Immediately after being voted off The Voice, she says she began working on a four-song EP. When she started shopping it around to different record labels, they told her they wanted to see what she could do on her own. “When I say that they said that they wanted to see what I could do on my own, that was essentially saying, ‘We want to sit back and see what you can do. We want to watch you build your team and then we can decide if we want to jump on board,’” she says.
This didn’t sit well with Tucker. In a world where independent artists are becoming more and more common, she decided to turn the four-song EP into a 13-song record and released it independently. Now, she tours the state promoting the album.
“You have The Voice and you had American Idol at that time and you have America’s Got Talent and there’s all these great singers and great entertainers that come off those shows, so [record labels are] just being overrun with people knocking on their doors and I can understand that,” Tucker says. “They can’t be expected to give everybody a record deal that walks through their doors.

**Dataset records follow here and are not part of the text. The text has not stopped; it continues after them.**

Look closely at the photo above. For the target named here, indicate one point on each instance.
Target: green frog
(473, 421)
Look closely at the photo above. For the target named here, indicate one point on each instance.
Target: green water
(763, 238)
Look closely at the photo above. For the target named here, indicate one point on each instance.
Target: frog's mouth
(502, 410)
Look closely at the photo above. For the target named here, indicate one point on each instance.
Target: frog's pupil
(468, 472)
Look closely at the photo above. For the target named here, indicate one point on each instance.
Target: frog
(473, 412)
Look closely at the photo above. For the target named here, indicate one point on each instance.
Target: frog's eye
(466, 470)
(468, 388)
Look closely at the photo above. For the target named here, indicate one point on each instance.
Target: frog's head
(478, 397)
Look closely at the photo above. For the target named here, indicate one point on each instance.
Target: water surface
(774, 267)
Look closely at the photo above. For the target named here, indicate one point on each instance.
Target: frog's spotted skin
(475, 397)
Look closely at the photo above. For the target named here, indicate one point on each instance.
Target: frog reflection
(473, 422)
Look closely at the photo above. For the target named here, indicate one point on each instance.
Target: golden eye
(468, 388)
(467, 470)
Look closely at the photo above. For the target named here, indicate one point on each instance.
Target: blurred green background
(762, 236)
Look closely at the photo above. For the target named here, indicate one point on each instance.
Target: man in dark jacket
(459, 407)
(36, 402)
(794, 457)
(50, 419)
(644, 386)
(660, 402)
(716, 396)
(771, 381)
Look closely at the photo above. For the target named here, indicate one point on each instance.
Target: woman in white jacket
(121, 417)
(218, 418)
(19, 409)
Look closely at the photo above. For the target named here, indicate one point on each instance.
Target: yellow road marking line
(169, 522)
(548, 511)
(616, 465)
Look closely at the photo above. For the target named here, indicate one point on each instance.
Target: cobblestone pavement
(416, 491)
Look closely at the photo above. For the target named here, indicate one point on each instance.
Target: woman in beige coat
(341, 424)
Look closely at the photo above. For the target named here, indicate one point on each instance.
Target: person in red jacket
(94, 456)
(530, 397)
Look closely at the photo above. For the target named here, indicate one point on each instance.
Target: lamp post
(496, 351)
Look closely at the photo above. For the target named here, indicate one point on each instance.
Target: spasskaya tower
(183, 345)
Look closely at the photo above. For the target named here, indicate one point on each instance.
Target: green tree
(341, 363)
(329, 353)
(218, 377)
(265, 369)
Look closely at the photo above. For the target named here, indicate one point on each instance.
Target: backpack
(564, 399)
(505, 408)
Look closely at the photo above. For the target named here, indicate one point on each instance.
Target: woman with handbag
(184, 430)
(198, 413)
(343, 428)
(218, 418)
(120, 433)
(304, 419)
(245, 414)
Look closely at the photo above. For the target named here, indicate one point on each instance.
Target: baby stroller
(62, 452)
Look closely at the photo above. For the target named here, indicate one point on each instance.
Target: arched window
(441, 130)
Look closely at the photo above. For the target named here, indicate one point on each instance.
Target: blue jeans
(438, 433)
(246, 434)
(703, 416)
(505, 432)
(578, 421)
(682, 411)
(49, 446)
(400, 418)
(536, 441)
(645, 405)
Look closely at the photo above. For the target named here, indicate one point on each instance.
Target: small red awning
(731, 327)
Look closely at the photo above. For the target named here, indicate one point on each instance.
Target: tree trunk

“But at the same time, there is some validity in getting on one of those shows and spending however many weeks you did in front of that kind of audience and it does kind of make me scratch my head and wonder why,” she continues. “Why would you not want to capitalize on all of that momentum right there? Even if it’s just for a short contract or something.”
Also an veteran of Shelton’s team, Dana Harper competed on The Voice’s most recent season and was eliminated during the live playoffs. She spent the following week resting from the stress of the show, but today she’s working on new music that she calls “uplifting, positive, self-love acoustic soul.” Because she represented DFW on the show, she says she plans to stay here and contribute to its growing music scene.
“I think we are on our way with the people we have representing Dallas and coming out of Dallas,” Harper says. “I just think to try and move to L.A. at this point, there are so many singers who are already trying to do it there.”
She says she plans to release a single in the next few weeks, but in the meantime, she is doing her best to keep her fans from The Voice engaged.
“The mega fans kind of get weeded out and they’re on to the next season and it’s more about The Voice than the artist,” she says. “Then there are the people and the fans that are really captivated by you and want to see what you’re going to do next.”
Tucker thinks The Voice could benefit from slowing down a bit. With two seasons every year, The Voice is quickly approaching 15 seasons in its short time, the same amount American Idol had in its entire run.
“I think they could slow it down a little bit,” she says. “Like on my season, I think there was a lot more time that had passed in our season as a whole. Now they get to the top eight and they knock four or five of them off at once. They didn’t do that on my season. It was always knocking one or two off at a time and that allowed the audience to get to know the people better and the contestants and everything. That’s one thing I’ve been kind of disappointed in, that the audience doesn’t get to actually know the people at the top.”
Tucker and Harper both say they keep up with social media to let their fans know what they’re working on and when they have upcoming shows. While the fans have stayed with them and shown support, others don’t think a reality TV credit gives them much credibility.
“If anything, we have to work harder because we get told stuff like that,” Tucker says. “Some people immediately write us off, ‘Oh, you’re just from The Voice.’ There’s tons of people that get on that, so we kind of have to overcomes some stereotypes that other artists might not necessarily have to overcome. And I mean there are times where I feel like there are a lot of marks against me.”